Melissa Musiker is a registered dietician and a member of APCO’s Washington, D.C., health policy team.
We live in the age of information, and we are being inundated by a never-ending torrent of information about obesity and health. There is no way to avoid it; it is part of our daily lives. And it is nearly impossible to make sense of it all.
The International Food Information Council (IFIC), a repository of fantastic information about food and nutrition, has been keeping tabs on media impressions on obesity for more than a decade. The interest in obesity has been at a sustained and high level for more than two years with no signs of slowing down. Obesity is personal, compelling and complex. New news and new angles on the topic can be found on a daily basis.
The XXX Olympics are currently taking place in London. Who isn’t glued to a screen watching athletes redefine the limits of human speed, agility, skill, strength and endurance? For centuries, Olympic athletes have been held up as examples of the ultimate expressions of the human physical form.
Unflattering pictures of Australian swimmer Leisel Jones recently surfaced that have led to international criticism of her body habitus that doesn’t fit the mold of what many believe an Olympic athlete should be. So instead of the story being about a four-time Olympian, only one medal short of Australia’s record of nine lifetime medals with a legitimate chance of breaking that record at these games, people are questioning her right to be there in the first place.
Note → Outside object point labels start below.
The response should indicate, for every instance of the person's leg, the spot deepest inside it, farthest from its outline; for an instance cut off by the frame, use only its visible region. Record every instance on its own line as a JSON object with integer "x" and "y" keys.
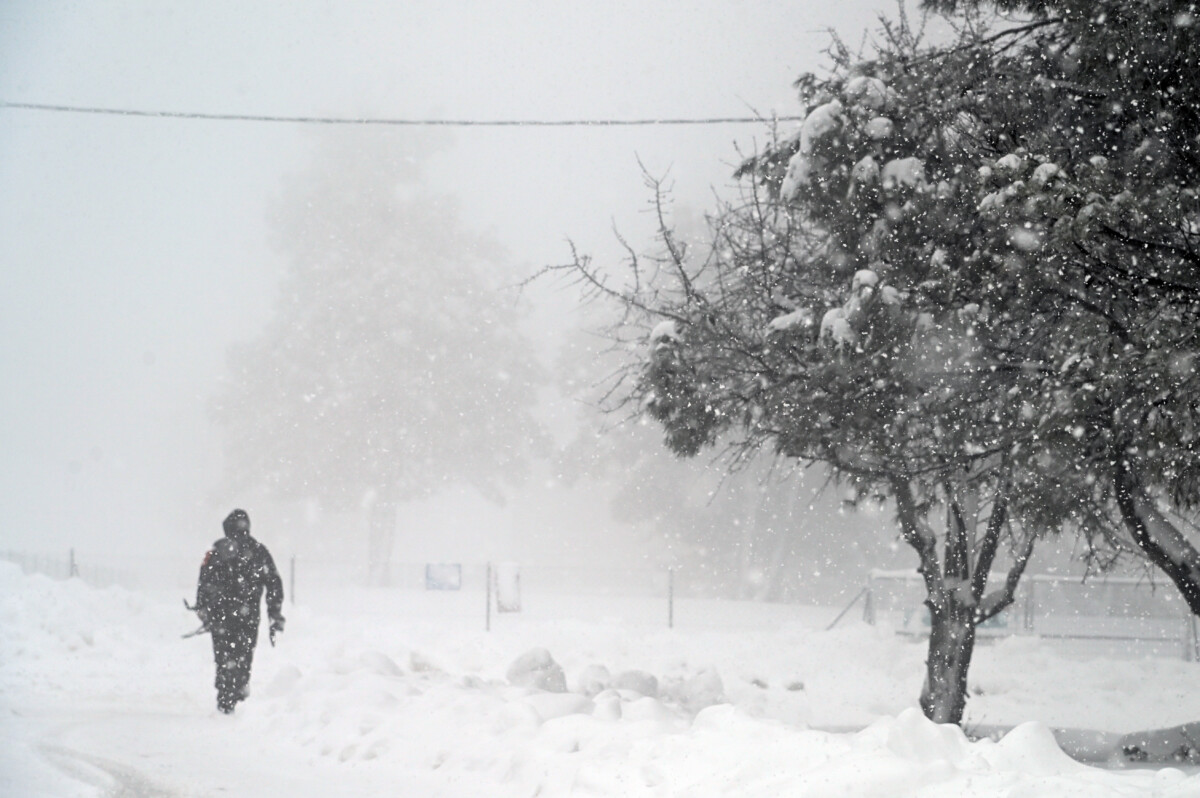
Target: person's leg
{"x": 223, "y": 651}
{"x": 243, "y": 660}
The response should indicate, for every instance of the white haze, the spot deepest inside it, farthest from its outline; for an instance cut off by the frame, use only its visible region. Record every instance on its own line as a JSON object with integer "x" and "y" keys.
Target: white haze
{"x": 135, "y": 251}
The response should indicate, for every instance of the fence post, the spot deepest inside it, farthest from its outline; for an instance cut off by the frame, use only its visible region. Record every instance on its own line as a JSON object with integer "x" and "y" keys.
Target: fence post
{"x": 1030, "y": 598}
{"x": 487, "y": 592}
{"x": 670, "y": 598}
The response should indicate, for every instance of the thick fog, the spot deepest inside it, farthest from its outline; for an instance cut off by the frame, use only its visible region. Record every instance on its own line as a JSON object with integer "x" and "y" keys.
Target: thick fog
{"x": 136, "y": 251}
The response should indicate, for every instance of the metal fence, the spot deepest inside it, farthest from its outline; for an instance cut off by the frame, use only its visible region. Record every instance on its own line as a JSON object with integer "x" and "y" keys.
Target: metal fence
{"x": 66, "y": 565}
{"x": 1101, "y": 611}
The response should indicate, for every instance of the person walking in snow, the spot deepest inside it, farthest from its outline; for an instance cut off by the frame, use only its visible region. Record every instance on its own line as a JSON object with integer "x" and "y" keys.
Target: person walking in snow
{"x": 234, "y": 574}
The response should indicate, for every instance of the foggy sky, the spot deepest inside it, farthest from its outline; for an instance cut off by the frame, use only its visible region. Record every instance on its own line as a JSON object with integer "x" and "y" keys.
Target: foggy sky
{"x": 135, "y": 251}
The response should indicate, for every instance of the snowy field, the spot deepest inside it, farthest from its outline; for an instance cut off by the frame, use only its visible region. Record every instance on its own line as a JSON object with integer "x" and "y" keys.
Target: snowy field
{"x": 402, "y": 693}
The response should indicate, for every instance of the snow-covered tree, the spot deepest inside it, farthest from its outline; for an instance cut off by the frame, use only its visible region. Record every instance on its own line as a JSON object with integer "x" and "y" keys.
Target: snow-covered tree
{"x": 871, "y": 305}
{"x": 394, "y": 364}
{"x": 1101, "y": 190}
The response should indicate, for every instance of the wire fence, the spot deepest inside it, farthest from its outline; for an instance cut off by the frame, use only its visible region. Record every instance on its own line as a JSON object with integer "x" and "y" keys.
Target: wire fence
{"x": 1081, "y": 615}
{"x": 1096, "y": 616}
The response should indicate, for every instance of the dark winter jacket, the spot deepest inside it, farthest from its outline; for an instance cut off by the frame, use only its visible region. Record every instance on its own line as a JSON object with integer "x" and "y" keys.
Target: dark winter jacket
{"x": 234, "y": 574}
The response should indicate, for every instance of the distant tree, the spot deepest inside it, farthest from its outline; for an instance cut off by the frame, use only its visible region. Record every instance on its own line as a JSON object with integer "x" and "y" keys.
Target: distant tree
{"x": 394, "y": 364}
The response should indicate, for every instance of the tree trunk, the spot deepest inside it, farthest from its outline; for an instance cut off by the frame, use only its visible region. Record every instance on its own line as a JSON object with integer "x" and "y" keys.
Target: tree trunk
{"x": 381, "y": 537}
{"x": 952, "y": 637}
{"x": 1159, "y": 539}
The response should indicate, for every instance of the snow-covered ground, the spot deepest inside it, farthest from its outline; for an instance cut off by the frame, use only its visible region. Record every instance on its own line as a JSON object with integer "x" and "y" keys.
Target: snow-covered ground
{"x": 403, "y": 694}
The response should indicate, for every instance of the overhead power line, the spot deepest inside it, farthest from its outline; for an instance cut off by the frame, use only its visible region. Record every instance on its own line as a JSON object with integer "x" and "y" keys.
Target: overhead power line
{"x": 408, "y": 123}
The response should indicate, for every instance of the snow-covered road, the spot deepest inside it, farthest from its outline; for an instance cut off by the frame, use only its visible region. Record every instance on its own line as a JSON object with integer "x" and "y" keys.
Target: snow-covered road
{"x": 100, "y": 697}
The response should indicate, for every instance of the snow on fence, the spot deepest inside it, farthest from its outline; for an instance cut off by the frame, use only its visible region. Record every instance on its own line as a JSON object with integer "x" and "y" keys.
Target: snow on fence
{"x": 1111, "y": 612}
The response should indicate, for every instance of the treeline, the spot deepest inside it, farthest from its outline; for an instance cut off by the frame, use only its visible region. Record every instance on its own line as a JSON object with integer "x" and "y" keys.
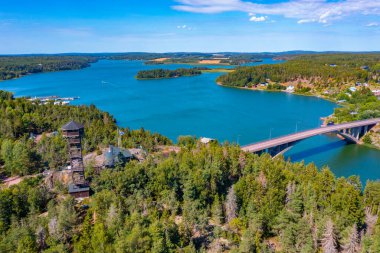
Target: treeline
{"x": 166, "y": 73}
{"x": 360, "y": 105}
{"x": 22, "y": 120}
{"x": 205, "y": 198}
{"x": 16, "y": 66}
{"x": 322, "y": 71}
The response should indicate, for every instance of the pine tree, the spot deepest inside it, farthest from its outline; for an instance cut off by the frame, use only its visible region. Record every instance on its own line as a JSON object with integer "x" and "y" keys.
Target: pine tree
{"x": 329, "y": 240}
{"x": 231, "y": 205}
{"x": 352, "y": 245}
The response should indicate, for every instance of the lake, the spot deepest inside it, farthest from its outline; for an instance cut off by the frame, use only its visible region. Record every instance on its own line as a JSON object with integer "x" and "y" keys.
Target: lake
{"x": 197, "y": 106}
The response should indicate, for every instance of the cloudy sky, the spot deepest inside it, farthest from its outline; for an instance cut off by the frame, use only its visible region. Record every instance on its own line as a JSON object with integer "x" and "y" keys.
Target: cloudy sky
{"x": 52, "y": 26}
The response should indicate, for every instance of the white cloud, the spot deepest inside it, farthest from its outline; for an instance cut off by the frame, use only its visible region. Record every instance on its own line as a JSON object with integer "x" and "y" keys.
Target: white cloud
{"x": 372, "y": 24}
{"x": 184, "y": 27}
{"x": 305, "y": 11}
{"x": 258, "y": 19}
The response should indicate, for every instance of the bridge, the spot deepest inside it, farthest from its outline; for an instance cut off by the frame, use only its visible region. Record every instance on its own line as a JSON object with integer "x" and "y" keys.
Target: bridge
{"x": 351, "y": 132}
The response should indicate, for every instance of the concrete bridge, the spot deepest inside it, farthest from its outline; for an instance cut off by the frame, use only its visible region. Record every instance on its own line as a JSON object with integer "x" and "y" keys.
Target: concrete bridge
{"x": 351, "y": 132}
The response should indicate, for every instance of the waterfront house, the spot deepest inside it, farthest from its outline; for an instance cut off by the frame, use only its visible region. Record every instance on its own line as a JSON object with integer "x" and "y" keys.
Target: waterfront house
{"x": 353, "y": 89}
{"x": 115, "y": 155}
{"x": 206, "y": 140}
{"x": 364, "y": 67}
{"x": 290, "y": 88}
{"x": 376, "y": 92}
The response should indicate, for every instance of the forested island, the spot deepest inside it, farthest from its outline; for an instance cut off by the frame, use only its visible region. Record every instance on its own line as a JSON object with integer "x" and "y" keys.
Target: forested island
{"x": 16, "y": 66}
{"x": 353, "y": 80}
{"x": 200, "y": 198}
{"x": 166, "y": 73}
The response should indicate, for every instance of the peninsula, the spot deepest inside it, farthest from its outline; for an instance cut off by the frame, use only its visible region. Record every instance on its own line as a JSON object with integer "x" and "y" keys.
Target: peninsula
{"x": 166, "y": 73}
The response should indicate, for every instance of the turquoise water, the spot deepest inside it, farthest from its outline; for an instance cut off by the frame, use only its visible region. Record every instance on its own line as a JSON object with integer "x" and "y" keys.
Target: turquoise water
{"x": 197, "y": 106}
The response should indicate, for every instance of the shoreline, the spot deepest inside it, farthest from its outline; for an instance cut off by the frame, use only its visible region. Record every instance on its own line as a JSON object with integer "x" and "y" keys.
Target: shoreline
{"x": 298, "y": 94}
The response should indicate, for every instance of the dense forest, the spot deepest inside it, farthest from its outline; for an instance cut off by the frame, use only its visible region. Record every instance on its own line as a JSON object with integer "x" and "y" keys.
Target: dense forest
{"x": 22, "y": 119}
{"x": 322, "y": 71}
{"x": 205, "y": 198}
{"x": 166, "y": 73}
{"x": 17, "y": 66}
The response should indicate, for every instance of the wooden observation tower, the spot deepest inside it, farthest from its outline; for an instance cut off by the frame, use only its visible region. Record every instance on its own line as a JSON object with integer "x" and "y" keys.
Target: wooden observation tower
{"x": 74, "y": 132}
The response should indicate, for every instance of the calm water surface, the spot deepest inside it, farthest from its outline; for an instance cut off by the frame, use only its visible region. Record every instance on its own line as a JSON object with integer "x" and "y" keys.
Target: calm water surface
{"x": 197, "y": 106}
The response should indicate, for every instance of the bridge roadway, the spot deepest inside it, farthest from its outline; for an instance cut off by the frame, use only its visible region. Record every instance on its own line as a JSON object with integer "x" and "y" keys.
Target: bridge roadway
{"x": 293, "y": 138}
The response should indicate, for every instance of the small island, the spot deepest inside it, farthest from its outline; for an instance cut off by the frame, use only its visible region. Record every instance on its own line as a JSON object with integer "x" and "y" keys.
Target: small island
{"x": 166, "y": 73}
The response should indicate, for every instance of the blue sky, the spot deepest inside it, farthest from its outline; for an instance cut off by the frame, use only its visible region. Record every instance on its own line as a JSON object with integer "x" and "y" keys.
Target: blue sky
{"x": 52, "y": 26}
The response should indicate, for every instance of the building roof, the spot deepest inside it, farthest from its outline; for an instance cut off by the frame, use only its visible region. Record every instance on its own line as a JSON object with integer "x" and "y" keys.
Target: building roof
{"x": 72, "y": 125}
{"x": 114, "y": 154}
{"x": 73, "y": 188}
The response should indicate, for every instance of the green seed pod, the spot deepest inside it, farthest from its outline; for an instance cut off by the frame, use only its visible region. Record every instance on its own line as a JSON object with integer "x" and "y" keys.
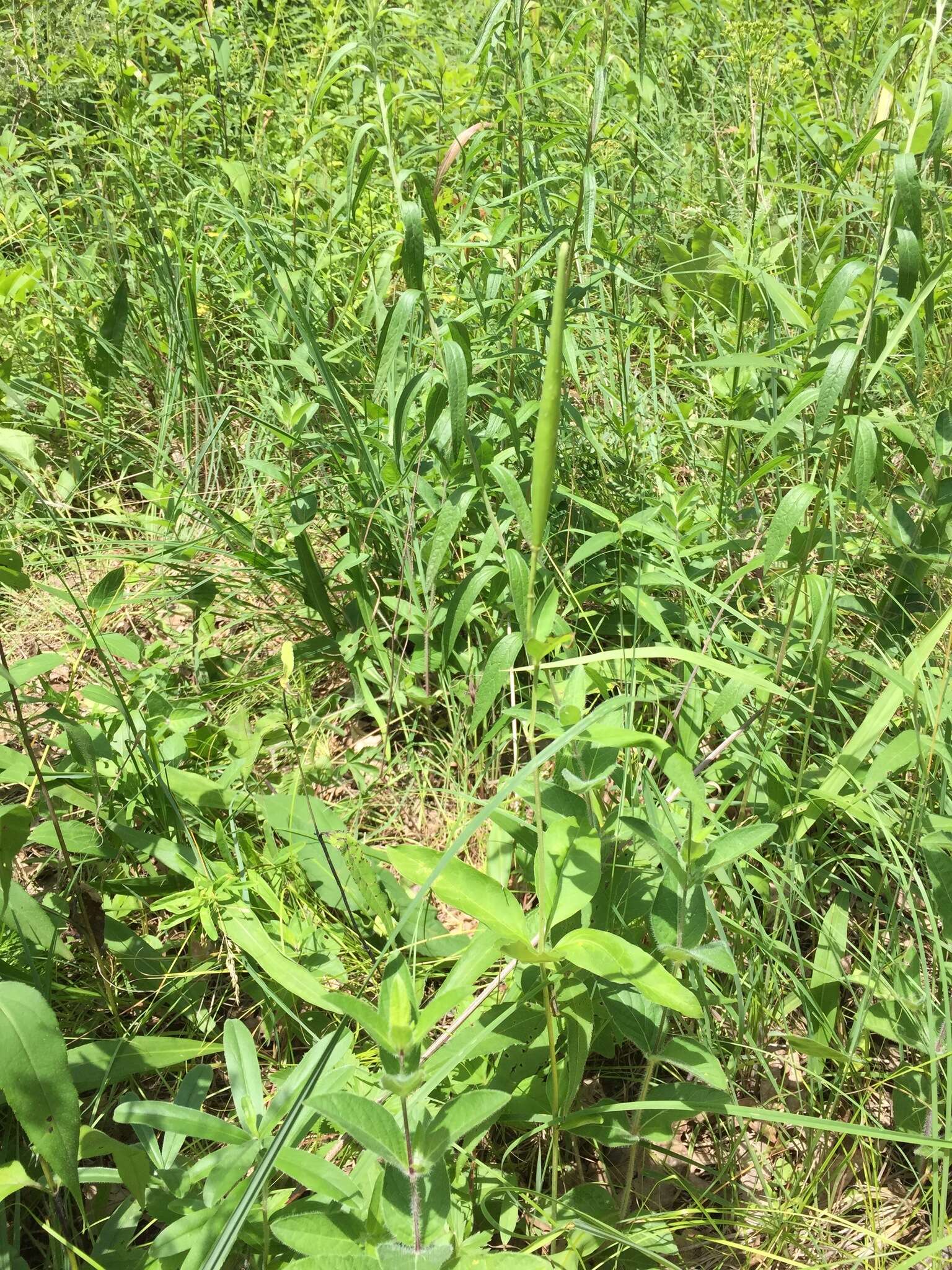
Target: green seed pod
{"x": 544, "y": 456}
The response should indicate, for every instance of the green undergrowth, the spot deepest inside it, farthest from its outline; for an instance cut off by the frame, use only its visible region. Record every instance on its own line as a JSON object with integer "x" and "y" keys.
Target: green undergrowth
{"x": 475, "y": 741}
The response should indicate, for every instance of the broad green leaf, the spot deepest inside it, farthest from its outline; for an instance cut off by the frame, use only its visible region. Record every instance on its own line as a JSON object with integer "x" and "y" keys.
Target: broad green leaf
{"x": 25, "y": 917}
{"x": 131, "y": 1161}
{"x": 568, "y": 869}
{"x": 19, "y": 448}
{"x": 691, "y": 1055}
{"x": 400, "y": 1256}
{"x": 616, "y": 959}
{"x": 367, "y": 1123}
{"x": 100, "y": 1064}
{"x": 108, "y": 590}
{"x": 196, "y": 789}
{"x": 460, "y": 1117}
{"x": 244, "y": 1073}
{"x": 30, "y": 668}
{"x": 247, "y": 931}
{"x": 12, "y": 573}
{"x": 731, "y": 846}
{"x": 175, "y": 1118}
{"x": 495, "y": 676}
{"x": 36, "y": 1081}
{"x": 14, "y": 1178}
{"x": 464, "y": 888}
{"x": 316, "y": 1174}
{"x": 461, "y": 603}
{"x": 788, "y": 516}
{"x": 324, "y": 1235}
{"x": 834, "y": 291}
{"x": 690, "y": 1100}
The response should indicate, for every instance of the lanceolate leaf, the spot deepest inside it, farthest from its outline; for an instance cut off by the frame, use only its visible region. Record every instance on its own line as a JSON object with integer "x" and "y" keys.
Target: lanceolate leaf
{"x": 616, "y": 959}
{"x": 788, "y": 516}
{"x": 465, "y": 888}
{"x": 36, "y": 1081}
{"x": 367, "y": 1123}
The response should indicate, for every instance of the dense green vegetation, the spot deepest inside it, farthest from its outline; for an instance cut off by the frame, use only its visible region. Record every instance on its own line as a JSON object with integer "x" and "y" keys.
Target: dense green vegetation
{"x": 475, "y": 741}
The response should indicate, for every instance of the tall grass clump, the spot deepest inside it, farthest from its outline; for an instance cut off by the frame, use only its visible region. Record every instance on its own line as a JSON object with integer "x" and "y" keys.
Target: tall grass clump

To further push the limits of stereotypes of what an Olympic athlete should look like, let me introduce you to 22-year-old Holley Mangold from Ohio. Holley is a U.S. super heavyweight lifter. Her compelling story led to a profile in The New York Times magazine. She is able to lift between 300 and 500 pounds above her shoulders. Her personal best is 562 pounds. She is a truly elite athlete and at 5 feet 8 inches tall weighs about 330 pounds.
So in a time when we are bombarded by images that tell us that fat-less is ideal and messages that fat is unhealthy, images of what seem to be less-than-perfect bodies competing (and even gasp! medaling) at the Olympics seem incongruous with reality. Too often when it comes to health, we fixate on image. That fixation is discouraging as much as it is distracting. Being physically active and eating a healthy diet are things that benefit in a multitude of ways. They are key building blocks for wellness both physical and emotional, but they aren’t necessarily building blocks for thinness.
There is growing scientific consensus that the motivation for physical activity should be achieving better fitness, not less fatness. Skinny doesn’t equate to healthy, especially if it requires unhealthy habits to get there. These messages, which are too often lost in the media reporting on the topic, are needed to help reduce stigma and increase participation in any form of physical activity. Athletes like Leisel and Holley shouldn’t be ridiculed but rather looked to as role models. I hope this Olympic Games serve as inspiration for all of us, regardless of size, to push ourselves to go a little farther and a little faster.